Data Transformation Instructions
This class is used with two opcodes: (1) PERMUTE for permuting multi-dimensional tensors using the Permute Engine. (2) DATATYPE_CAST for datatype casting. For PERMUTE opcode, SET_BASE_ADDR, SET_LOOP_ITER, and SET_LOOP_STRIDE functions configure the base addresses, shapes, and strides, respectively, for both the source and destination’s tensor dimensions (identified by dim idx). Then, with the START function, the iterators start generating the address for the source and destination according to the desired permutation. Additionally, the LSB bit of the Immediate field while using the START function identifies if this permutation operation requires shuffling the data across the SIMD lanes/scratchpad banks or not. DATATYPE_CAST opcode is used to cast tensor elements to various fixed-point representations such as FXP32, FXP16, FXP8, and FXP4 needed by the GEMM unit.
Off-Chip Data Movement Instructions
TILE_LD_ST opcode describes the data tile transfer between off-chip memory and Interim BUFs. The func1 field includes various fucntions: The LD/ST_CONFIG_BASE_ADDR function is used to generate the base addresses of each tile, then the shape and strides are configured using the LD/ST_CONFIG_BASE_LOOP_ITER/STRIDE functions. Also, LD/ST_CONFIG_TILE_LOOP_ITER/STRIDE functions are used to configure the Data Access Engine to generate the addresses required for each tile. Finally, LD/ST_START function triggers the Data Access Engine to start populating/draining the intermediate buffers. The func2 field is used to identify the target buffer between Interim BUF 1&2.
Systolic Array ISA
Compute Loop Instructions and LD/ST Loop Instructions
This class is used with the SA_LOOP opcode to configure the Code Repeater on the systolic array. It consists of xx opcodes. SA_LOOP specifies the iterations for each loop identified by loop id. SET_LOOP_STRIDE and SET_LOOP_ADDR works together to set the the base addresses for the scratchpads and STRIDE to fill the Iterator Tables with strides for the scratchpad address calculation. The mechnism is identical to the Tandem Processor Configrueation and Loop instruction. The LD/ST Loop instruction shares the same LOOP structure with the compute loop.
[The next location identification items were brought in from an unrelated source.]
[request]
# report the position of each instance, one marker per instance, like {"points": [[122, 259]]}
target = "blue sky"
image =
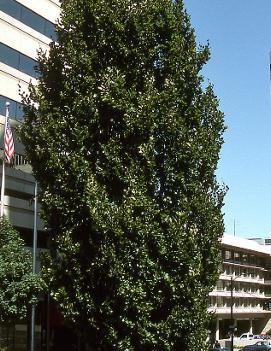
{"points": [[239, 33]]}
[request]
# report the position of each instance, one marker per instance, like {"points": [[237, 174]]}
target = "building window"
{"points": [[15, 108], [28, 17], [237, 256], [17, 60], [227, 255]]}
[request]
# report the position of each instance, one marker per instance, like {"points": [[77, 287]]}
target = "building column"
{"points": [[217, 329], [251, 325]]}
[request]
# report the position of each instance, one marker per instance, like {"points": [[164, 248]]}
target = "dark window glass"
{"points": [[11, 7], [28, 17], [9, 56], [17, 60], [49, 30], [15, 108]]}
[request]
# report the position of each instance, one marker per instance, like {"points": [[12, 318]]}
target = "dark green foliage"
{"points": [[125, 145], [19, 287]]}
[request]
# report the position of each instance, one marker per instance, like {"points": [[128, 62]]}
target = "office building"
{"points": [[242, 296], [25, 27]]}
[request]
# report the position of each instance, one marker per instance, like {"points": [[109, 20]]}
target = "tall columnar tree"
{"points": [[125, 143], [19, 287]]}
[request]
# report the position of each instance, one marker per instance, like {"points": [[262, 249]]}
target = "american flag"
{"points": [[9, 143]]}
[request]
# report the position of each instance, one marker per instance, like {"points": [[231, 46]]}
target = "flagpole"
{"points": [[3, 166], [32, 343]]}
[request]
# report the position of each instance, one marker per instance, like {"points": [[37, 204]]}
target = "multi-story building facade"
{"points": [[243, 291], [242, 296], [25, 27]]}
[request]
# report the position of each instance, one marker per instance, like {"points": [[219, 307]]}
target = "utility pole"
{"points": [[232, 321]]}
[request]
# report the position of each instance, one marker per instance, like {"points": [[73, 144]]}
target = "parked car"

Off-Chip Data Movement Instructions
LD_ST insturction specify the request size of each LD/ST instruction. The LD/ST Loop instruction shares the same LOOP iteration structure with the compute loop.
Shared Instructions
Synchronization Instructions
The func bits are defined as ⟨GEMM/SIMD,START/END,EXEC/BUF,X⟩. The START/END along with EXEC bit identifies the regions of instructions that belong to Tandem Processor and GEMM Unit (identified with GEMM/SIMD bit accordingly), which helps dispatch instructions to the appropriate unit. Also, this instruction can be used with EXEC bit to notify the GEMM Unit that the execution of non-GEMM operations of the running tile is completed, or with BUF bit to notify GEMM Unit that the OUTPUT BUF is released and ready for the subsequent tile.